When adding in the foods, try to think like a bird. A chicken can especially turn her beak up at certain foods, so try to imagine what might make her cluck with delight. After all, she is the one stuck out there, in the cold and the damp, faithfully laying eggs each day. We always hope our bird feeders will work as a bribe to keep the chickens laying because we really fancy an omelet on these dark, winter mornings.

Step 2: Freeze Your Feeder

After your treats are placed into the water, put the whole thing into your freezer or on an outside porch until it hardens. Once the contents are frozen, turn the pan upside down to release the now frozen ring of treats. If you have any trouble releasing the feeder from the pan, gently tap the dish or run a bit of warm water across the back it.

Step 3: Hang Your Feeder

Use a loose bit of string or baling twine to loop through the hole in the center of your frozen bird feeder, tying a few sturdy knots at the top. For the wild birds, hang it from any obliging structure or tree. If it’s destined for your poultry, hang it right outside your chicken coop.

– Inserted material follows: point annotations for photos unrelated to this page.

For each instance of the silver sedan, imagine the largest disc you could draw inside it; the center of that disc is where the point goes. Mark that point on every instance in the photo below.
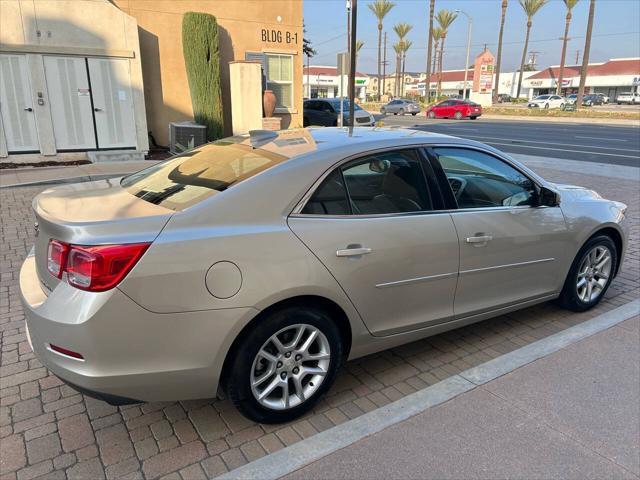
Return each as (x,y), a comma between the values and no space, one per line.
(261,263)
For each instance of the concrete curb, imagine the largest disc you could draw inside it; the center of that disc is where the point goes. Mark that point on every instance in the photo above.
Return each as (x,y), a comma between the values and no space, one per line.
(300,454)
(57,181)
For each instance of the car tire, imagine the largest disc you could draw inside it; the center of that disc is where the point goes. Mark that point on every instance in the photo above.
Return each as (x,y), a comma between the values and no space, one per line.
(247,364)
(574,297)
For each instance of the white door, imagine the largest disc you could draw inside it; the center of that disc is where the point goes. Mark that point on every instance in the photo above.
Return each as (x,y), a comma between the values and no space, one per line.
(16,105)
(70,99)
(112,102)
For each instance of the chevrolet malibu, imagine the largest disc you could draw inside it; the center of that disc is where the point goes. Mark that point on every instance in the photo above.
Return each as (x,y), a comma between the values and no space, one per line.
(261,263)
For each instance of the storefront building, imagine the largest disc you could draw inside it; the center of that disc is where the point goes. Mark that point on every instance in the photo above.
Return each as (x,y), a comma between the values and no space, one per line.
(70,82)
(324,82)
(611,78)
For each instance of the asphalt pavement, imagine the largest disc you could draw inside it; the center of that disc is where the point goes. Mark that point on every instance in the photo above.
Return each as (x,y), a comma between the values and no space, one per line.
(614,145)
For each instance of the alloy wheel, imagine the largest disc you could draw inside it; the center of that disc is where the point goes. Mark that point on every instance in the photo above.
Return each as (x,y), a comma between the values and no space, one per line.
(594,273)
(290,367)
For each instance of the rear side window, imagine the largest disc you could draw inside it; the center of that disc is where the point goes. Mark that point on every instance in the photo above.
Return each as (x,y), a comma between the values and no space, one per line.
(385,183)
(198,174)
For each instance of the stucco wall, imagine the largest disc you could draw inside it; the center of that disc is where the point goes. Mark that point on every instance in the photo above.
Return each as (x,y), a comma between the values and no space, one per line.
(71,27)
(241,23)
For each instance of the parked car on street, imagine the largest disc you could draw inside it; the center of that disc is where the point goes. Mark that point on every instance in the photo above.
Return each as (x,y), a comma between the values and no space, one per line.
(261,263)
(629,98)
(457,109)
(324,112)
(547,102)
(400,107)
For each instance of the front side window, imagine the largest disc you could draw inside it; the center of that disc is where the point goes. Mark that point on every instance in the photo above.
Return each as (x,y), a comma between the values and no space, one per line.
(384,183)
(479,180)
(280,78)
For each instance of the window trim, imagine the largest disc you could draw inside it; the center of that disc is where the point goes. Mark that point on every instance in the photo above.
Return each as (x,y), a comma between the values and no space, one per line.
(420,156)
(442,179)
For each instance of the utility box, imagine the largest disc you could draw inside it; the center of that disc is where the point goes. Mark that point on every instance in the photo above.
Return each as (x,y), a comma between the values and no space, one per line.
(245,80)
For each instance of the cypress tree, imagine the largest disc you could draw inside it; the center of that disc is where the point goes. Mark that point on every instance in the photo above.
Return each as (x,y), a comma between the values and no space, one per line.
(202,61)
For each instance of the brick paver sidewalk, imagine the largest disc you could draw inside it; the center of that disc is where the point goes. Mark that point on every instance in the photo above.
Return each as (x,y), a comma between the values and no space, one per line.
(46,428)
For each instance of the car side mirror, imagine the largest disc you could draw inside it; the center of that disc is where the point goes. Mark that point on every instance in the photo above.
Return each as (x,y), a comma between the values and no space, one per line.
(548,198)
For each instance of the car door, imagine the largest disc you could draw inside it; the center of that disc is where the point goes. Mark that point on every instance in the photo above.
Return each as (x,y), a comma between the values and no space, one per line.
(511,250)
(377,228)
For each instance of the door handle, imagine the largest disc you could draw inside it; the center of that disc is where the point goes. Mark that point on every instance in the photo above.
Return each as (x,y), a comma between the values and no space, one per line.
(353,251)
(479,239)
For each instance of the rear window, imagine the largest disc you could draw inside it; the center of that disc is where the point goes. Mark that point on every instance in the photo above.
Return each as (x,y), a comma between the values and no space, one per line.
(198,174)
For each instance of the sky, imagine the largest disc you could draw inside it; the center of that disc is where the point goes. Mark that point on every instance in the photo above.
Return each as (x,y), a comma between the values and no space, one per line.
(616,31)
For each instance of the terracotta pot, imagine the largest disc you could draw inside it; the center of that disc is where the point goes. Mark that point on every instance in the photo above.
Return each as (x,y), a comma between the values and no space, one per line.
(269,103)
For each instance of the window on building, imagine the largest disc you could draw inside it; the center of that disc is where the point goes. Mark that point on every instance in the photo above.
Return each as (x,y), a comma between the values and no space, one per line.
(280,78)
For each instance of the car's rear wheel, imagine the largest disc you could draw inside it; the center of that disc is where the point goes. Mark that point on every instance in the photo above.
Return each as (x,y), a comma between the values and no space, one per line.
(285,364)
(590,275)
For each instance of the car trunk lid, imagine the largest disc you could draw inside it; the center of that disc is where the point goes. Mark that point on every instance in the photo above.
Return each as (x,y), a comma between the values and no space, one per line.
(92,213)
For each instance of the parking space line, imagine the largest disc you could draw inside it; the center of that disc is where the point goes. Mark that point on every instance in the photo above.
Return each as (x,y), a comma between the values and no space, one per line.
(304,452)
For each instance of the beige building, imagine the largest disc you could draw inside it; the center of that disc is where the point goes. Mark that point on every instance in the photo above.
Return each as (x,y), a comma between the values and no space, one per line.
(266,30)
(70,81)
(97,76)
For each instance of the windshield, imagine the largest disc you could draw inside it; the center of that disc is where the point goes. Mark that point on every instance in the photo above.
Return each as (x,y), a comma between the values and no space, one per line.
(198,174)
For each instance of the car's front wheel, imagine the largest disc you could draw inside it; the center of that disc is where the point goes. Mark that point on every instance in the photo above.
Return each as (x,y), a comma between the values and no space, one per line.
(285,364)
(590,275)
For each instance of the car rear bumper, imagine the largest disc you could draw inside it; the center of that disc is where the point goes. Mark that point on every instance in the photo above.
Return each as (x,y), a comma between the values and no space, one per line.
(130,354)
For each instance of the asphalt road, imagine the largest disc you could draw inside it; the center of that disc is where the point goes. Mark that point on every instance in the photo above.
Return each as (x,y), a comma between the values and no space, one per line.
(614,145)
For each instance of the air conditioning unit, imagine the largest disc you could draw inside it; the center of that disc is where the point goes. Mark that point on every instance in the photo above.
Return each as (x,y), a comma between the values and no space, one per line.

Frozen Bird Feeders - Photo by Tessa Zundel (

If you live in a warmer climate, where your frozen bird feeder is likely to thaw quickly, hang it where the dripping water won’t dampen animal bedding or the animals themselves. Don’t worry, your birdies can still eat their treats from the ground as your bird feeder melts.

We live in a snowy place and both our chickens and our wild birds keep occupied by pecking at these bird feeders until they’re simply eaten away. Make sure to make time to go watch your birds figure out how to get to their treasures through all that ice—it’s quite entertaining. Who needs TV when you have birds around?

Alternative: Fats and Flours Bird Feeder

A similar bird feeder can be made by replacing the water with fats and flours. Mix 1 cup lard, 1 cup nut butter, 2½ cups non-GMO cornmeal, 1 cup whole wheat flour and about 4 cups of birdseed. It’s best to use standard birdseed with this mixture so that it will hold together well.

Mix all ingredients and smoosh them into your Bundt pan. The birds will probably eat it up pretty quickly, but if you want to make sure it holds together longer, coil a 1 to 2 foot length of vine in the Bundt pan to create a frame. The mixture will form around the vine as you firm it into the pan. (Vines actually come in quite handy around the farm and homestead. I’ve even made baskets out of them.)

Place the Bundt pan into the freezer until the mixture hardens. Remove and hang.